In response, Neuberger issued a statement saying: “I have concluded that I should go now, because it is undesirable that focus on my position as a non-permanent judge in Hong Kong should take away, or distract, from the critical and impactful work of the High Level Panel.”
The panel was a major international initiative of the Conservative government in 2019, acting with Canada. The two countries were co-chairs of the Media Freedom Coalition, a UN-backed body, and the panel’s members, who also include the internationally known human rights lawyer Amal Clooney, and other members from around the world, provide legal scrutiny.
Neuberger was a natural choice as chair of the panel. However, with other senior judges, he continued to sit on the Hong Kong court, even as the territory introduced harsh national security laws at the insistence of China’s ruling Communist Party, which saw its traditional freedoms, including press freedoms, as a threat.

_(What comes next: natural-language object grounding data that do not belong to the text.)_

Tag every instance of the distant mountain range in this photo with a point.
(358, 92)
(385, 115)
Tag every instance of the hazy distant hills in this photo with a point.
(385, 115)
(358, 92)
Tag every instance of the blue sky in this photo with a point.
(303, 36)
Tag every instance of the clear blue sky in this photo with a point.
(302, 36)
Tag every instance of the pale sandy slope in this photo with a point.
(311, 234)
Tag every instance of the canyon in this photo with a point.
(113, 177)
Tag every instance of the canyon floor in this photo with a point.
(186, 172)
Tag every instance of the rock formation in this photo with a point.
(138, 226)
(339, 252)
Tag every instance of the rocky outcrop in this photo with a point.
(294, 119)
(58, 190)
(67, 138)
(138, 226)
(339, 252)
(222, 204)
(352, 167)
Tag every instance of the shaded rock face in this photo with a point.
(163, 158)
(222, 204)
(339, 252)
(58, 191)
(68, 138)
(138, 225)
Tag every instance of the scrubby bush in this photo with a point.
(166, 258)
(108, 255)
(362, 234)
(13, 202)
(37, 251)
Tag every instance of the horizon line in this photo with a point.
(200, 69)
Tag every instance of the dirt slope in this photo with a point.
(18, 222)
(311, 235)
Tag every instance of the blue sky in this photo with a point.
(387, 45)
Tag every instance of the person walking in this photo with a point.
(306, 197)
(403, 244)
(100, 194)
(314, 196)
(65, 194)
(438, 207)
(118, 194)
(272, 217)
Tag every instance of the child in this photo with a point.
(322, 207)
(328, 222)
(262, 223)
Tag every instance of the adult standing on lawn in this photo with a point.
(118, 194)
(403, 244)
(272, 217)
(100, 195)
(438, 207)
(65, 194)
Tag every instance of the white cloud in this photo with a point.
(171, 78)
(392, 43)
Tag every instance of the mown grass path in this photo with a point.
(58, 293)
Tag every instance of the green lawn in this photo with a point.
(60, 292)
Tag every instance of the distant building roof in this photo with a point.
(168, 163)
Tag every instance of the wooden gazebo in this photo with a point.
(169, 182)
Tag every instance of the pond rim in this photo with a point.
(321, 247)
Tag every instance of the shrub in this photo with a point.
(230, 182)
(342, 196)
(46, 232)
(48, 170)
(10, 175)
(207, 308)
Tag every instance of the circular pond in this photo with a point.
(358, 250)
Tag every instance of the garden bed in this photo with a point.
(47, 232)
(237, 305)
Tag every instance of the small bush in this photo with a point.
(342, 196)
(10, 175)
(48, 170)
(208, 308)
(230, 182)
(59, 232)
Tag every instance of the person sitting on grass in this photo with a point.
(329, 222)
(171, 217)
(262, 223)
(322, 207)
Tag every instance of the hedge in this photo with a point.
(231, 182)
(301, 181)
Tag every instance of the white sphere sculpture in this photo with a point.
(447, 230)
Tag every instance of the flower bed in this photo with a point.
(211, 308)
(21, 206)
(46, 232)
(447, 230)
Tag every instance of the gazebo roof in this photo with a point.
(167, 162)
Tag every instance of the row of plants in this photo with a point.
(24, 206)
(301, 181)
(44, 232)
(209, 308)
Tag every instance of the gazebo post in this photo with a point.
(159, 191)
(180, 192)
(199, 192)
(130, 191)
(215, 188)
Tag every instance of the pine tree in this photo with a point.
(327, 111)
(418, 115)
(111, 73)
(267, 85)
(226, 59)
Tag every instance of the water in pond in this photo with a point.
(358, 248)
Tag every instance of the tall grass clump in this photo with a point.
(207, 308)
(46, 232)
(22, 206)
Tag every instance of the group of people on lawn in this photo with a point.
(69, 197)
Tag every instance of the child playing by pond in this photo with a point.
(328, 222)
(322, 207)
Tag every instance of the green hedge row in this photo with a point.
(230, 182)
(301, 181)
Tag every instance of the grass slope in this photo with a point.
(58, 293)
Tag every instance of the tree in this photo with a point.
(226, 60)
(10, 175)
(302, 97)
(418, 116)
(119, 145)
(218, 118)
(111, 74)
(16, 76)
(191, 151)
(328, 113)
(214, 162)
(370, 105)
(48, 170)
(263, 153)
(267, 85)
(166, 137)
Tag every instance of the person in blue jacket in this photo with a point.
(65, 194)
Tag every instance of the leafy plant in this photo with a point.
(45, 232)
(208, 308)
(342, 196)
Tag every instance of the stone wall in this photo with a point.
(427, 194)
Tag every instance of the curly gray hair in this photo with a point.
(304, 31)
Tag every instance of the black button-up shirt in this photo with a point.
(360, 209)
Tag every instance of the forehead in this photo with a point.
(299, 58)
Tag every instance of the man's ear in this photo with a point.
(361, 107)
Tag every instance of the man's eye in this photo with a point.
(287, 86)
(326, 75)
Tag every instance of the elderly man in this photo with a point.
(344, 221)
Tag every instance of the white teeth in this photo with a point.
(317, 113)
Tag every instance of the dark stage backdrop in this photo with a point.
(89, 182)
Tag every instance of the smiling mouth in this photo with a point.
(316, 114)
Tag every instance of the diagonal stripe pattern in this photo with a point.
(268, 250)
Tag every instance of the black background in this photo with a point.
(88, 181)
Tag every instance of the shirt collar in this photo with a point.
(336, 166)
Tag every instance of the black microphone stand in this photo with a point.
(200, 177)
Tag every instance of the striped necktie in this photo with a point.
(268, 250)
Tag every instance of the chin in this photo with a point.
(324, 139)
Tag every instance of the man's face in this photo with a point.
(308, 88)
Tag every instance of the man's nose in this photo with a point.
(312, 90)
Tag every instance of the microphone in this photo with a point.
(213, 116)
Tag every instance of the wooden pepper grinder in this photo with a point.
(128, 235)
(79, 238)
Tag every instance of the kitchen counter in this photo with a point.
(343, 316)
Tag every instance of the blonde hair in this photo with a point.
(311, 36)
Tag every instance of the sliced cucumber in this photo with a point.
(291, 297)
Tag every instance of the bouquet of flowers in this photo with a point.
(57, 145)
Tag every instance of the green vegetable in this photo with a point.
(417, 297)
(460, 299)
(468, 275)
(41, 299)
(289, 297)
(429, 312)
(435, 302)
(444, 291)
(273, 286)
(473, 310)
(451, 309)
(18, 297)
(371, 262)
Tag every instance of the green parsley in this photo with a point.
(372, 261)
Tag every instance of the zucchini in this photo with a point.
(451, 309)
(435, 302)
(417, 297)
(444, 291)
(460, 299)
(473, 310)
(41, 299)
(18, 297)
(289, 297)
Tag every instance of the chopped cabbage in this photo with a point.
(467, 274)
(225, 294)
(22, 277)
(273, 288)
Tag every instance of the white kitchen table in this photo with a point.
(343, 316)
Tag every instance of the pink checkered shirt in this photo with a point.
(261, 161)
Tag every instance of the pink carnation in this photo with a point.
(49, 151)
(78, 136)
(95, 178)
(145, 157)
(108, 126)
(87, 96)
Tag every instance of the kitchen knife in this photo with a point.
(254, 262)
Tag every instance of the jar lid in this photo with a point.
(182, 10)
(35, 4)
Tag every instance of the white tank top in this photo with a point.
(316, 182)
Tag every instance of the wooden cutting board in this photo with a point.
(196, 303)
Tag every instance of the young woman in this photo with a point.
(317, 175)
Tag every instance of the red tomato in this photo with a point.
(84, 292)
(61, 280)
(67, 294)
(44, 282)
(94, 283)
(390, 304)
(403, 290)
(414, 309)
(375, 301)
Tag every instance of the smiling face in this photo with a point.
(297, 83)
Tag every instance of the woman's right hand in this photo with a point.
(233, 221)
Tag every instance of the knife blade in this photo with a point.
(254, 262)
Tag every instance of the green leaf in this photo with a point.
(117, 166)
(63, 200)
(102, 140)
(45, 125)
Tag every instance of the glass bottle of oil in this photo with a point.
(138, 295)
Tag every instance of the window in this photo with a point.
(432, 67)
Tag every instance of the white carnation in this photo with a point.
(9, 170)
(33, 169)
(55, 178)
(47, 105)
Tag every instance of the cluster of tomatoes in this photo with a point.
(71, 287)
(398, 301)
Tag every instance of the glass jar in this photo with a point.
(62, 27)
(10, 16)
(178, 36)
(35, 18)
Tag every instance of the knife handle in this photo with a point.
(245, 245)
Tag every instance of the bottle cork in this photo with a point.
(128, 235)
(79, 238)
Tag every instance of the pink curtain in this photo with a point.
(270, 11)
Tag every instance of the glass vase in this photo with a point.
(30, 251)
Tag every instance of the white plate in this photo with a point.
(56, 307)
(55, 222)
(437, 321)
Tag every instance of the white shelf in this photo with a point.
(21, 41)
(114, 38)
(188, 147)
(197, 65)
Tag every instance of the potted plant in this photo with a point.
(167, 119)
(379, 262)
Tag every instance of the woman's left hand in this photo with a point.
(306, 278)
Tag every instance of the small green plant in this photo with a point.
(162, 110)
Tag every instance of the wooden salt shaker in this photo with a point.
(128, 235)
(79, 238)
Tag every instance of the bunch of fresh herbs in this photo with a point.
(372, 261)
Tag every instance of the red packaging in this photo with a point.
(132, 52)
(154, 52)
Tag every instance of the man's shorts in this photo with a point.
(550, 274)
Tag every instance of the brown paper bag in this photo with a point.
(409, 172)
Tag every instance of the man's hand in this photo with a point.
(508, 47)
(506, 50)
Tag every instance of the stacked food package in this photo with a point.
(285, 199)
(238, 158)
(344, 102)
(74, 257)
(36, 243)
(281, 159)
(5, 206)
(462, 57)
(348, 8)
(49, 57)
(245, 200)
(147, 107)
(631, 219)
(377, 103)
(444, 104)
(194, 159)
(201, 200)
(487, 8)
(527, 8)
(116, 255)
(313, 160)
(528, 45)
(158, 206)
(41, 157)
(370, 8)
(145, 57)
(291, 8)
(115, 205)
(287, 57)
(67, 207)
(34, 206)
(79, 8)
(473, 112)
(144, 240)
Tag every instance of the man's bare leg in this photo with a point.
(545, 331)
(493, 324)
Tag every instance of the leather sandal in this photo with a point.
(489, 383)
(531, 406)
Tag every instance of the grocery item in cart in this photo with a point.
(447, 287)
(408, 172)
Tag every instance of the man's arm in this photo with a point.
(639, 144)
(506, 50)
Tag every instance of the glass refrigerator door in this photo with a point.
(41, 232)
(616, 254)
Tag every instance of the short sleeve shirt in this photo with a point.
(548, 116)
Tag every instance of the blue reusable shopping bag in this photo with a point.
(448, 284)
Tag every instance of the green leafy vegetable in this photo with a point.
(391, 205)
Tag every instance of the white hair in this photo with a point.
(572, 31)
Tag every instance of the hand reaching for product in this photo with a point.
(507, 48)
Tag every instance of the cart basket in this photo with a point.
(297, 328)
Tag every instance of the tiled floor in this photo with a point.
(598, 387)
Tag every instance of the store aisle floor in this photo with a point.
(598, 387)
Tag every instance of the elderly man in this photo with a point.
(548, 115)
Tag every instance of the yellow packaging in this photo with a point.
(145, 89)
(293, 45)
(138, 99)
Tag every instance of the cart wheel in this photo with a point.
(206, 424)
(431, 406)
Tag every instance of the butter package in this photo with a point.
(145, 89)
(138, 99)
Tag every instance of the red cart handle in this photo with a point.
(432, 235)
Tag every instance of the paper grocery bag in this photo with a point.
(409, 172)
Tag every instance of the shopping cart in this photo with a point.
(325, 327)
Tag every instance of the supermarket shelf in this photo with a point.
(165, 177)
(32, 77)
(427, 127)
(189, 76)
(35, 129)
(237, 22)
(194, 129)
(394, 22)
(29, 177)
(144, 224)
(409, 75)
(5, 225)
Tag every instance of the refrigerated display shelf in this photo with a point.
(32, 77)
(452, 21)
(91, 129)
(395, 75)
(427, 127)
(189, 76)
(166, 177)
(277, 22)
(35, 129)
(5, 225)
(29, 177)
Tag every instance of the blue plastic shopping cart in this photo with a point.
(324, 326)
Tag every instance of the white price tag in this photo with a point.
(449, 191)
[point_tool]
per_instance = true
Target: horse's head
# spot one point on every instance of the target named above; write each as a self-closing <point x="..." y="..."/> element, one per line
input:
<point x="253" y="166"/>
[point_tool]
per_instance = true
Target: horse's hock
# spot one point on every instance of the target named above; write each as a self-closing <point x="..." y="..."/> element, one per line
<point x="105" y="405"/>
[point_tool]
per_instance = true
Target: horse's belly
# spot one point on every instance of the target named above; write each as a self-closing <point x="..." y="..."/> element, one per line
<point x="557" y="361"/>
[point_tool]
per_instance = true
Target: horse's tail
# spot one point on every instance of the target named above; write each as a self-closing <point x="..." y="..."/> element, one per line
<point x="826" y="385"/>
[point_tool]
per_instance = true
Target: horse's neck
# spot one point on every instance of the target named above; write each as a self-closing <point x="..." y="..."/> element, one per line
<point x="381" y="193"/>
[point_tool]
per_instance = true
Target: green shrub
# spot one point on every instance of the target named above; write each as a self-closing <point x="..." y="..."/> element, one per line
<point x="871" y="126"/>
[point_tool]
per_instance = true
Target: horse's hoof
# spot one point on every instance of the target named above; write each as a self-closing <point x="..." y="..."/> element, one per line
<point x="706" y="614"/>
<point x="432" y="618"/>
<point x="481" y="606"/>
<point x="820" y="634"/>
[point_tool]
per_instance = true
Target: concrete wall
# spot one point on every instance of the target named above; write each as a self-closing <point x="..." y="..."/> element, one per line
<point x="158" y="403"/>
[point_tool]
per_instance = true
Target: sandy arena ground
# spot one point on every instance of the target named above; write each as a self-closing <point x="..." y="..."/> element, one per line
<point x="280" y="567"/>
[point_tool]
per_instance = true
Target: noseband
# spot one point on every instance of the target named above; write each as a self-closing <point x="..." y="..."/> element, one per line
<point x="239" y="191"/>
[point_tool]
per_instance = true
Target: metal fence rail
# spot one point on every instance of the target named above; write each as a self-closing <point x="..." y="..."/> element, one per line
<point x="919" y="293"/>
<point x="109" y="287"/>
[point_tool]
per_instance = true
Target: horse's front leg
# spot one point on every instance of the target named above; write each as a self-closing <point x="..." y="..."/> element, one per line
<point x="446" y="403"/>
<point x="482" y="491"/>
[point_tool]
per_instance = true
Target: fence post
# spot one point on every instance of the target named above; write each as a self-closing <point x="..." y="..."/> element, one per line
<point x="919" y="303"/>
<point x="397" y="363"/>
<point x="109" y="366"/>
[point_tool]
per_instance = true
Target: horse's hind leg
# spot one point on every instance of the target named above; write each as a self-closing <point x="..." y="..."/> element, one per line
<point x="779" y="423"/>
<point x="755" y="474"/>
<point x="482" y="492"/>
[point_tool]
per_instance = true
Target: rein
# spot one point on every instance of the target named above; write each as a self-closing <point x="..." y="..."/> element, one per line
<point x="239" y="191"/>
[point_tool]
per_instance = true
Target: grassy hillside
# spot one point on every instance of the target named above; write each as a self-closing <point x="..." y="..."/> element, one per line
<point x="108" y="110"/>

Since a new tranche of laws was introduced earlier this year, there have been a series of resignations from the court, including by Lord Sumption, another former Supreme Court justice, who said Hong Kong was becoming a “totalitarian state”.
Neuberger rejected calls to quit, and this week was on a panel of judges who upheld the convictions of Jimmy Lai, the newspaper proprietor, Martin Lee Chu-ming, the former head of the Hong Kong Democratic Party and five other leading activists and politicians on charges of participating in an illegal rally in 2019.
Lai and others were jailed as a result of the conviction. Lee was given a suspended sentence. Lai has also been jailed on other charges and is currently on trial for alleged offences under the national security law.
Kennedy, who is also director of the International Bar Association’s Human Rights Institute, which provides the secretariat for the high level panel, said the whole approach involved in the case against Lai, Lee and the others was “excessive”.
She said she accepted that retired judges had a right to take up new roles, and that Neuberger thought that he was trying to “support the Hong Kong judiciary in their efforts to uphold the rule of law” but said that “the line in the sand had been crossed”.
“I do not think UK judges should sit on the court, and nor should UK lawyers participate in prosecuting cases, and I have made that view very clear,” she said.
Campaign groups said it was ironic that Neuberger had chosen to resign his position on the media freedom panel and not from the Hong Kong court itself.
“He ought to have resigned from his position as a non-permanent judge on Hong Kong’s courts, where he has become an instrument for the repression of innocent people like Jimmy Lai,” said Luke de Pulford, director of the Inter-Parliamentary Alliance on China.
The Committee for Freedom in Hong Kong Foundation said that Neuberger had chosen repression and “to prop up a CCP-driven legal system instead of remaining a valuable voice in defence of media freedom around the world”.
Another campaigning organisation of which Neuberger is a trustee, Prisoners Abroad, defended his position.
The group monitors the conditions of British prisoners abroad, and Hong Kong pro-democracy groups pointed out that Lai was a British citizen. However, it said it did not take a view on whether prisoners were innocent or guilty, and the Hong Kong case did not affect its view of Neuberger’s role.
“As a UK charity, Prisoners Abroad’s mission is to protect the health, welfare and human rights of British citizens detained abroad,” said Christopher Stacey, its chief executive. “Our trustees are each personally, and collectively, committed to that mission.”
Before resigning, Neuberger had said: “My role as a judge in Hong Kong, like the role of a judge anywhere, is to decide cases that come before me according to the law.
“Although judicial decisions can of course result in people going to or remaining in prison, I do not believe that there is a conflict between my role as a judge and my role as a trustee of Prisoners Abroad.”